New analysis suggests use of FRAX score could improve the secondary prevention of fractures in patients with osteoporosis.
Camille Parsons, PhD
A new analysis of data from the Screening for Osteoporosis in Older Women for the Prevention of Fracture (SCOOP) trial is shedding light on the use of FRAX for secondary fracture prevention.
Results of the study, which were presented at the World Congress on Osteoporosis, Osteoarthritis and Musculoskeletal Diseases (WCO-IOF-ESCEO) 2020 conference, indicate assessment and treatment of osteoporosis guided by FRAX effectively reduced risk of incident fractures in a secondary prevention setting.
“This analysis provides randomize decontrolled trial evidence that in women aged 70-85 years from the general population in the UK selected on the basis of prior fracture, FRAX risk assessment and treatment targeting was associate with substantial reduction in the incidence of secondary fracture—both hip and osteoporotic,” said study presenter C. Parsons, PhD, of the MRC Lifecourse Epidemiology Unit at University of Southampton, during her presentation at WCO-IOF-ESCEO 2020.
To further understand the effectiveness of FRAX for secondary fracture prevention, Parsons and a team of colleagues designed the current study as a post-hoc analysis of the SCOOP trial. Briefly, the SCOOP trial examined the impact primary care fracture risk screening can have on prevalence of hip fractures and this trial provided data related 12,483 patients for the current study.
Over the 5-year follow-up period included in the SCOOP trial, patients completed postal questionnaires detailing new incident fractures and use of anti-osteoporosis medications. In these questionnaires, incident major osteoporotic fractures were defined as hip, clinical vertebral, and wrist or humerus. Investigators noted Cox proportional hazard models were used to examine associations in incident fracture among patients by randomization group.
Of the 12,483 included in the study, 6233 underwent screening using FRAX and 6250 underwent usual care. Upon analysis, investigators found just 2862 patients in the overall study had experienced a fracture prior to randomization. Of these 2862, 1399 underwent screening including FRAX and 1463 underwent usual care. Investigators pointed out patients identified as high risk of fracture based on FRAX scores were put on anti-osteoporotic treatment.
At the end of the follow-up period, a total of 286 incident fractures were recorded in the screening arm compared to 332 in the usual care arm. Of the 286 fractures in the screening group, 173 were major osteoporotic fractures and 43 were hip fractures. Of the 332 in the usual care group, 241 were major osteoporotic fractures and 80 were hip fractures.
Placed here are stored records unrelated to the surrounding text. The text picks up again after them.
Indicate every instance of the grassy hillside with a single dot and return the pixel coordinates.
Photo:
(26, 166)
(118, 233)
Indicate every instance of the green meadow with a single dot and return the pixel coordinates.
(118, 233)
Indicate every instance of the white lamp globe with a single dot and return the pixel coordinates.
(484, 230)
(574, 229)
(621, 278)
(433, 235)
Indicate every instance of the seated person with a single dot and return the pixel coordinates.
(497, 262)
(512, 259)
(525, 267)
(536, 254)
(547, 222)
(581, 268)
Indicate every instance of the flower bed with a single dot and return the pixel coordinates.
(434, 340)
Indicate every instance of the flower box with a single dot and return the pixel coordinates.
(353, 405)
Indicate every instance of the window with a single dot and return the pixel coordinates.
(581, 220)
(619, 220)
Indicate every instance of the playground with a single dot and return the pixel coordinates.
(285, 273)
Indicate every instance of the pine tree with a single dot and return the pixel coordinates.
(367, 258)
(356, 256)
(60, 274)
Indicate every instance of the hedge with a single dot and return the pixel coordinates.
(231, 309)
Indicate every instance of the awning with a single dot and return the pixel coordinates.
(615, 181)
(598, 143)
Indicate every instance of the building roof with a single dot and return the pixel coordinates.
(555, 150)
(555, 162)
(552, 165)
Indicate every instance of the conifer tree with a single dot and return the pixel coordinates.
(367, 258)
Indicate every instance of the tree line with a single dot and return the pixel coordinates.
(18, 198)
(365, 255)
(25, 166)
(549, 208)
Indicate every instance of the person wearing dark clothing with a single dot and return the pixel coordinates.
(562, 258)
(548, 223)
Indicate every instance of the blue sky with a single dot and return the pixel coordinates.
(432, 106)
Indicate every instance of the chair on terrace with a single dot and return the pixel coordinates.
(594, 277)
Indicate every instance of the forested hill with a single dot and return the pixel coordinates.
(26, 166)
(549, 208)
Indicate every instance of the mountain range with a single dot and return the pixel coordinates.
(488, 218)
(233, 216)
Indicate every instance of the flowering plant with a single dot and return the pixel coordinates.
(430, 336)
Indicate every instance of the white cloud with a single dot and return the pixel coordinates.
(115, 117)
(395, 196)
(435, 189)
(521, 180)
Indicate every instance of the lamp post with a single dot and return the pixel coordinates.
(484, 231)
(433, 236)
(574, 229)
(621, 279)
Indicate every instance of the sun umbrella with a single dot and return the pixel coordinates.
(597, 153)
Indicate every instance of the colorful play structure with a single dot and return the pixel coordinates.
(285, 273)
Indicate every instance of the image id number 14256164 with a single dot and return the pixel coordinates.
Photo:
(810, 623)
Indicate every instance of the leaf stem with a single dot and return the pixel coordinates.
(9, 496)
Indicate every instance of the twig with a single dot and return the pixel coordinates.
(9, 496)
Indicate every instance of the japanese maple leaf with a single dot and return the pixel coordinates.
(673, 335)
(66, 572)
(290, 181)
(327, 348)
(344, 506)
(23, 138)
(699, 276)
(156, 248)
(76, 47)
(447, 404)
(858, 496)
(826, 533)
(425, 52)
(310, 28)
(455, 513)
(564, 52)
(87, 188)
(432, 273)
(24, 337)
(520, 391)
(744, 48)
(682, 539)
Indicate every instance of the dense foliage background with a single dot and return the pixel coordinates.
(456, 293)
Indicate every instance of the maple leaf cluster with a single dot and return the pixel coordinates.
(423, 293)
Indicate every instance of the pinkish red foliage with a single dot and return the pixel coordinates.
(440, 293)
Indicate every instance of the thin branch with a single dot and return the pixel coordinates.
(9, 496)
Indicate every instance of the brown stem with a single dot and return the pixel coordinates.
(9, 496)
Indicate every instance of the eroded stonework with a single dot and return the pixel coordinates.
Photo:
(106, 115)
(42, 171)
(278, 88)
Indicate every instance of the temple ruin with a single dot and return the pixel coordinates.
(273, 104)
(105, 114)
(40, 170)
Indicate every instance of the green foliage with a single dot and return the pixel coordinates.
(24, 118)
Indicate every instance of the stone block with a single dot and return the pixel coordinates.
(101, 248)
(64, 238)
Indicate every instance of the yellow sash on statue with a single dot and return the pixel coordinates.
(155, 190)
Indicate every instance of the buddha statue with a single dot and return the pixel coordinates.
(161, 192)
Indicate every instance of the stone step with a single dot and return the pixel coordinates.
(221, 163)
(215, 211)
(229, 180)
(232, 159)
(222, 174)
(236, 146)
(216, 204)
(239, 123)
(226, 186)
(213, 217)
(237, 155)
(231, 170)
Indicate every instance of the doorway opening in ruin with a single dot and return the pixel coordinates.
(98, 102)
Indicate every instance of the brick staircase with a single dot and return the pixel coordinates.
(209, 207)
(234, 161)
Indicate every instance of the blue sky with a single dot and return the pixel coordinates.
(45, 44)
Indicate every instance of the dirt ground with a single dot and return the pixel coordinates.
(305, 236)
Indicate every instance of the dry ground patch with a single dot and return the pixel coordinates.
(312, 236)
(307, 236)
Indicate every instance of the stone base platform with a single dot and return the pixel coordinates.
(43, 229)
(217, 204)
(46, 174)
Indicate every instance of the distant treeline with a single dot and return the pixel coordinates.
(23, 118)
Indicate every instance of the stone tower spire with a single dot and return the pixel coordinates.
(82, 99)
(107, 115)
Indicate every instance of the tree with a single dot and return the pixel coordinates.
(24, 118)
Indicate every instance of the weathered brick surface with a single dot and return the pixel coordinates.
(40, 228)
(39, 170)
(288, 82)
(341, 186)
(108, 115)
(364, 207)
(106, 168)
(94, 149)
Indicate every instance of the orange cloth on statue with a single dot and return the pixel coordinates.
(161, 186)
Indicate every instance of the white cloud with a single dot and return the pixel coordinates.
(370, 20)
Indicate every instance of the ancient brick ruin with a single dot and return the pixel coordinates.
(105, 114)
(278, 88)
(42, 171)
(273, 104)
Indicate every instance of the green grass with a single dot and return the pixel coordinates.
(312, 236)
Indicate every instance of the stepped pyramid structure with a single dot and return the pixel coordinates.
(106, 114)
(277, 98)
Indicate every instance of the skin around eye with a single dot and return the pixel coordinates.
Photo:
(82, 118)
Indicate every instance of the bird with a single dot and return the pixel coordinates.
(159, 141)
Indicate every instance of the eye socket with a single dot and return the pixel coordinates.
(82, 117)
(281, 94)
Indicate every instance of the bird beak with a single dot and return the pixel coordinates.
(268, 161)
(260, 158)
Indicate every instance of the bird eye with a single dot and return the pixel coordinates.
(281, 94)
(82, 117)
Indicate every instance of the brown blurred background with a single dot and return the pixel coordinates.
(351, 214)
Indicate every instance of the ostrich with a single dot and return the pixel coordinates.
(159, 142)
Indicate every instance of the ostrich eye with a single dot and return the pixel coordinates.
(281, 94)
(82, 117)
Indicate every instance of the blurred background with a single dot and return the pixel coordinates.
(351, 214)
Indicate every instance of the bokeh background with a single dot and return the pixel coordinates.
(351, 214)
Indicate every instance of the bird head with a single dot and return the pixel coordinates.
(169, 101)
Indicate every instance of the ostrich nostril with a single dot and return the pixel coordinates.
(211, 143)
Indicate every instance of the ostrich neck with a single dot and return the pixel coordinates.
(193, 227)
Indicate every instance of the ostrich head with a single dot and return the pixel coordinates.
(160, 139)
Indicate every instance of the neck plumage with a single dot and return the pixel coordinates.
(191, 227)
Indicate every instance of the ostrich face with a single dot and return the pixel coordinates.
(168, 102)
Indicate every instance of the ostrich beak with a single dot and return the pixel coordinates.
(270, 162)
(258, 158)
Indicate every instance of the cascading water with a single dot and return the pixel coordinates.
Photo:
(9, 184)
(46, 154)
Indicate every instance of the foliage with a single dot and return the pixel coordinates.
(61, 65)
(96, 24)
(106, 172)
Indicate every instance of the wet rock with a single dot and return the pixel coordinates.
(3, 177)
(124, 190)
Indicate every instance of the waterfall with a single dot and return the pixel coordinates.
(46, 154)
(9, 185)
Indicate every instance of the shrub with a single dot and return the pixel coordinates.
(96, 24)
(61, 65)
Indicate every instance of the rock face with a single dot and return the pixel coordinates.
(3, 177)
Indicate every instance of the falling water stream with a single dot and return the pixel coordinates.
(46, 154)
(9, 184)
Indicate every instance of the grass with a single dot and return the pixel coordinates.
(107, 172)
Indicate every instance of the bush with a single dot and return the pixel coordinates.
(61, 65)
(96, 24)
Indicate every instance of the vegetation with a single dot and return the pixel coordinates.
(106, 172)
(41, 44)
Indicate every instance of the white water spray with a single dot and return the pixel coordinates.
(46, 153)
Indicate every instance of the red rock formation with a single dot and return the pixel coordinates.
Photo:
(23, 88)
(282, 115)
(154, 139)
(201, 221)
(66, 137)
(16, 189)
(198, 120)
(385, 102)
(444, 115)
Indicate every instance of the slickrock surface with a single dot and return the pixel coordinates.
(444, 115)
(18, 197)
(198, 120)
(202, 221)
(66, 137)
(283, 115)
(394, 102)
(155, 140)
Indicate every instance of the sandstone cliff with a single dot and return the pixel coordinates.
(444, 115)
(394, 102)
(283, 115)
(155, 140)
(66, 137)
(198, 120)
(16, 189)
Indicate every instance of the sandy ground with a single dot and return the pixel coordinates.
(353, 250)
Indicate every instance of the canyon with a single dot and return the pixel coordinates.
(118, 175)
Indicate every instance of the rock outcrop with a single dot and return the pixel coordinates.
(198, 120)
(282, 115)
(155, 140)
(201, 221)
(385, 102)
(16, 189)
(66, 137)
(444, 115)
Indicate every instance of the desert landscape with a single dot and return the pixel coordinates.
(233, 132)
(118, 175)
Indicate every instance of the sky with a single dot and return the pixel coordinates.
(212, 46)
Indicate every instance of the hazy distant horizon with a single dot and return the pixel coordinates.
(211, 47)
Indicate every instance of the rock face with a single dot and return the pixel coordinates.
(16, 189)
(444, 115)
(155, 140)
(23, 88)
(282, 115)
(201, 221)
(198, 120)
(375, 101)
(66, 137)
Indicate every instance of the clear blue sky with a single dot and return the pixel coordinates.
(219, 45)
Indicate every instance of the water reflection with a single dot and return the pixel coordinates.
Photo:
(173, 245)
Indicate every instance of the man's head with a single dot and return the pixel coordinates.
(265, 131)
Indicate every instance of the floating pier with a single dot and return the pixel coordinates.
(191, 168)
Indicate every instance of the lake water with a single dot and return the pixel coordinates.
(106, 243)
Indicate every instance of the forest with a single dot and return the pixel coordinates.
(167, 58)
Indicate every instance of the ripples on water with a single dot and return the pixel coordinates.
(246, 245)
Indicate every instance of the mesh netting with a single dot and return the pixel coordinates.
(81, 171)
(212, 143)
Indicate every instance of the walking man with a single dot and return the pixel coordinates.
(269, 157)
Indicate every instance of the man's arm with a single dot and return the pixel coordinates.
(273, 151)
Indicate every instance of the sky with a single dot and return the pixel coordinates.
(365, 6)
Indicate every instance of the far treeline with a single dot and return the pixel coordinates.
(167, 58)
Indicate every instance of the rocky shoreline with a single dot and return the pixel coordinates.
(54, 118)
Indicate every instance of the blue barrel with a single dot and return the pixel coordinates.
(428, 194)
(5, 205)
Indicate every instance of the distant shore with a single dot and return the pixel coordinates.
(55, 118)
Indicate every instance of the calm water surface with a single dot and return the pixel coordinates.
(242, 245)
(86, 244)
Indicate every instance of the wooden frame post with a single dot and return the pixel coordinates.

In the hazard models, the screening intervention was associated with a 26% lower risk of major osteoporotic fracture (HR, 0.74; 95% CI, 0.61-0.90; P=.002 and a 44% lower risk of hip fracture (HR=0.56, 95% CI, 0.38-0.81; P=.002 when compared to usual care for patients with a prior fracture.
“The results of this research, if confirmed in additional studies, could inform approaches to stratification of treatment by fracture risk. This serves to highlight the critical positioning of secondary fracture prevention strategies in global health policies addressing healthy aging,” said Parsons during her presentation.
This study, “Fracture Risk Screening Using FRAX is Effective For Secondary Fracture Prevention: A Post-Hoc Analysis of the SCOOP Trial,” was presented at WCO-IOF-ESCEO 2020.